Kucinich was the first electoral victim of the current round of redistricting, which saw congressional districts redrawn in states across the country after the 2010 Census. A Republican governor and legislature carved up northern Ohio districts with an eye toward eliminating at least one Democratic seat, and they achieved their goal by forcing Kucinich and Kaptur into the same district.
That district favored Kaptur and, after a hard-fought race she prevailed by a fifty-six to thirty-nine margin, with the remainder going to a third candidate.
Though the race in Ohio’s 9th District received scant attention compared with the Republican presidential contest in the state, the result will have national consequences.
A Congress without Dennis Kucinich will be a lesser branch. It’s not just that the loss of the former leader of the Congressional Progressive Caucus will rob the House of its most consistent critic of wars in Iraq, Afghanistan and Libya, and one its steadiest critics of corporate power.
Since he arrived on the Hill in 1997, Kucinich has been one of a handful of absolutely engaged members. When issues have arisen, be it domestic or international, low profile or high, Kucinich has been at the ready—often with the first statement, the strongest demand and the boldest plan.
A master of parliamentary procedure, and a Constitutional purist, Kucinich has given Democratic and Republican congressional leaders their share of headaches. And he has been more than willing to break with Democratic and Republican presidents on matters of principle. But even as he frustrated the most powerful players in Washington, Kucinich won an enthusiastic base of supporters who backed him for the Democratic presidential nominations in 2004 and 2008.

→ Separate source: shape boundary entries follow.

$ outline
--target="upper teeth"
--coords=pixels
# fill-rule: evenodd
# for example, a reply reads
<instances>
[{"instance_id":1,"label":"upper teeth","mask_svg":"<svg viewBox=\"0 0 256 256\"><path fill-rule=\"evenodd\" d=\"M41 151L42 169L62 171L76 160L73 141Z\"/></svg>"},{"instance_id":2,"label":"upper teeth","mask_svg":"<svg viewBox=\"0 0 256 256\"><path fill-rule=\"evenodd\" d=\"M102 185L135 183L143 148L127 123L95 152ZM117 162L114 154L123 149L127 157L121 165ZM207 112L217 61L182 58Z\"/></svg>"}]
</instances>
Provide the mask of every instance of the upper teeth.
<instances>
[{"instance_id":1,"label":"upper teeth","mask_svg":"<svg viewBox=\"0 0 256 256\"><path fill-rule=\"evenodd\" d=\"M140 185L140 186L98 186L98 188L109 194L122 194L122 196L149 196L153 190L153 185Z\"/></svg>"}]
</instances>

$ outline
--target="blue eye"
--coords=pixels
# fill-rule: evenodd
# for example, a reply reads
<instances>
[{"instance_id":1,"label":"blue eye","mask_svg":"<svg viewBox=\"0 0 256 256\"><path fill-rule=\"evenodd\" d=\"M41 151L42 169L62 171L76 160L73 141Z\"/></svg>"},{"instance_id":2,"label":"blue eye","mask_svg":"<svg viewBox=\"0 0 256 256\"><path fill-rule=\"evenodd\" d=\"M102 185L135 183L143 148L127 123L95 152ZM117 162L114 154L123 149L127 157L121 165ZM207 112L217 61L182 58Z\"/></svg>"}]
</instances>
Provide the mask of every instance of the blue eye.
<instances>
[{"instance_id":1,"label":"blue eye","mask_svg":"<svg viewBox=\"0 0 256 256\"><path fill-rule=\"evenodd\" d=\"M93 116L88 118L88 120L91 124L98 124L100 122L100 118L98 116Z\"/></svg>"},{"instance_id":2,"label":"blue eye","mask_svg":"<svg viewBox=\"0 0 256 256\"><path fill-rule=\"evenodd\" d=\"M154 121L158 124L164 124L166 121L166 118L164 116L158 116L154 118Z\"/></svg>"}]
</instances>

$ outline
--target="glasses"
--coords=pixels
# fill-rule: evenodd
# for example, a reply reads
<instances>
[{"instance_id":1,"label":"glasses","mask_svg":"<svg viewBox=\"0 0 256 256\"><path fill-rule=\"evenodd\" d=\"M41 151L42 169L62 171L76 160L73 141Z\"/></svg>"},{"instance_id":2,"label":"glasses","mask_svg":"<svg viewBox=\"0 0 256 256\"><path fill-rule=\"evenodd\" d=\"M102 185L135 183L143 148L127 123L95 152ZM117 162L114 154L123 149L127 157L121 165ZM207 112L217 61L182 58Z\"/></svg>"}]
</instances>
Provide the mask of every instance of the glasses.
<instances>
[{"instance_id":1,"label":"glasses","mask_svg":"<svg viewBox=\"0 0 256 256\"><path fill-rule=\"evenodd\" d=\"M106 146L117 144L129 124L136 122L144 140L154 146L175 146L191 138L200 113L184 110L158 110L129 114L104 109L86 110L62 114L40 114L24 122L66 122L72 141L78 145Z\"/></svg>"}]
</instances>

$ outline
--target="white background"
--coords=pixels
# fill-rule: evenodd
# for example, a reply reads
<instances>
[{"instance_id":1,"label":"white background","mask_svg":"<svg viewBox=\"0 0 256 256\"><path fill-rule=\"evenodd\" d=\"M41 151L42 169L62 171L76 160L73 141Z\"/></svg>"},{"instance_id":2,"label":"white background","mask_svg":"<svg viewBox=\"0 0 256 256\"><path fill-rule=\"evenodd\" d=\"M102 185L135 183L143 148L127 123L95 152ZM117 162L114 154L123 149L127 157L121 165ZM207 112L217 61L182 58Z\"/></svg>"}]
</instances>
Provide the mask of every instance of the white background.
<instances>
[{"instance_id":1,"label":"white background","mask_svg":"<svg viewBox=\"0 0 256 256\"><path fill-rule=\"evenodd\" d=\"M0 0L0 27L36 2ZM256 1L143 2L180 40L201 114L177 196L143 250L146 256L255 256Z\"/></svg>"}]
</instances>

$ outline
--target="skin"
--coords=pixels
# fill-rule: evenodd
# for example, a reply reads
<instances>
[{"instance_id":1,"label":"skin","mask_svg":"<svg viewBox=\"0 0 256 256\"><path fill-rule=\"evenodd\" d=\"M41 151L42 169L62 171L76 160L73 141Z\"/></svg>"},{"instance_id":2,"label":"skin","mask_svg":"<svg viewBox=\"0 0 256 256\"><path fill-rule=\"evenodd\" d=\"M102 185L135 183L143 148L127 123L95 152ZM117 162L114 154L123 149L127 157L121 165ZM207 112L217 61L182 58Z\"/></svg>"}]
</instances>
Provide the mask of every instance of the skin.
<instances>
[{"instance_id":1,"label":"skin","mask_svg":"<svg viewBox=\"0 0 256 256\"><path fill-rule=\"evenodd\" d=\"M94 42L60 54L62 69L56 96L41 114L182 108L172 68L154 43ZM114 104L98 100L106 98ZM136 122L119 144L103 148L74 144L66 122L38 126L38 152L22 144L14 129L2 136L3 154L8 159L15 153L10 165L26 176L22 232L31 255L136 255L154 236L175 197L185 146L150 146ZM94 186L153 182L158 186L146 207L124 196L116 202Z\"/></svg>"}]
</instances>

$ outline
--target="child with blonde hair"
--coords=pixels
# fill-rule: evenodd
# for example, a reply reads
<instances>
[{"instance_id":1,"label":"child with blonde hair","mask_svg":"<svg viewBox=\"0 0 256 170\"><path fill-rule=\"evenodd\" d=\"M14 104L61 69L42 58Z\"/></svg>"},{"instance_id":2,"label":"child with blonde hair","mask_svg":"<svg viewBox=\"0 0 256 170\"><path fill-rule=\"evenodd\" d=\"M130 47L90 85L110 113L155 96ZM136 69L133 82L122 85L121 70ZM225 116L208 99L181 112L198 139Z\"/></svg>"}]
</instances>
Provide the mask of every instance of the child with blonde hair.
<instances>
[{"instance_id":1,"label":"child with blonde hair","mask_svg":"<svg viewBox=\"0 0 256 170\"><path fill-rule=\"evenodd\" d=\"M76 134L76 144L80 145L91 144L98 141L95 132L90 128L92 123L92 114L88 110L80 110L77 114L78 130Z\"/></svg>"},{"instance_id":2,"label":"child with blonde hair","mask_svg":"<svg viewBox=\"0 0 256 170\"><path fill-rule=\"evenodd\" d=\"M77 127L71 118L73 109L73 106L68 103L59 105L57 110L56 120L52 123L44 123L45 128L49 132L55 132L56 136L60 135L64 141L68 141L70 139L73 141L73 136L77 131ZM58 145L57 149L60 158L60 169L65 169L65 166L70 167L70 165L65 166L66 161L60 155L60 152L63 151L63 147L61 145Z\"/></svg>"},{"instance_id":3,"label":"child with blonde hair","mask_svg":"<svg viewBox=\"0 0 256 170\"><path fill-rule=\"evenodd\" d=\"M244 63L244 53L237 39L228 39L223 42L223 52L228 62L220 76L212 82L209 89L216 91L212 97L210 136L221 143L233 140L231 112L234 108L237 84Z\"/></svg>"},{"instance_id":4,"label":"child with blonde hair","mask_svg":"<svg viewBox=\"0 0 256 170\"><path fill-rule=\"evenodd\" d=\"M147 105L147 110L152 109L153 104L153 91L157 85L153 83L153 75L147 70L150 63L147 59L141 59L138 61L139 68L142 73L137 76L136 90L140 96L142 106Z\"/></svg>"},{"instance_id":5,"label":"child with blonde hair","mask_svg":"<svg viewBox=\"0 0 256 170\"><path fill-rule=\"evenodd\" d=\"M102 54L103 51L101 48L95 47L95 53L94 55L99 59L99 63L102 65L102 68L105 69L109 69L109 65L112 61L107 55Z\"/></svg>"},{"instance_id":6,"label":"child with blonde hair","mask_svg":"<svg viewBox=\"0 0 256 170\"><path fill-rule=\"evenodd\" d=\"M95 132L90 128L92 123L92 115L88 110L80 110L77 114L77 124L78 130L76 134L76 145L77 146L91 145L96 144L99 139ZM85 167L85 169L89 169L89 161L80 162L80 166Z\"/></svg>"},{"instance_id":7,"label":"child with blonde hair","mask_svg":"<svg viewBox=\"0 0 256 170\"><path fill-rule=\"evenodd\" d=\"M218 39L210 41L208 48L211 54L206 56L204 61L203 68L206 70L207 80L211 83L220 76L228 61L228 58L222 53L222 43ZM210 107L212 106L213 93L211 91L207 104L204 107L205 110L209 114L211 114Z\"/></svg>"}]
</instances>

Though he never got near the nomination in either year, Kucinich earned high marks for forcing the other contenders to address fundamental issues of war and peace, civil liberties and trade policy. At the same time, he remained sufficiently in touch with his blue-collar Cleveland-area district—turf that had previously elected a Republican—to keep his seat in the face of primary and general election challenges from candidate backed by the political and media elites that had been after Kucinich since his days as the uncompromising “boy mayor” of Cleveland.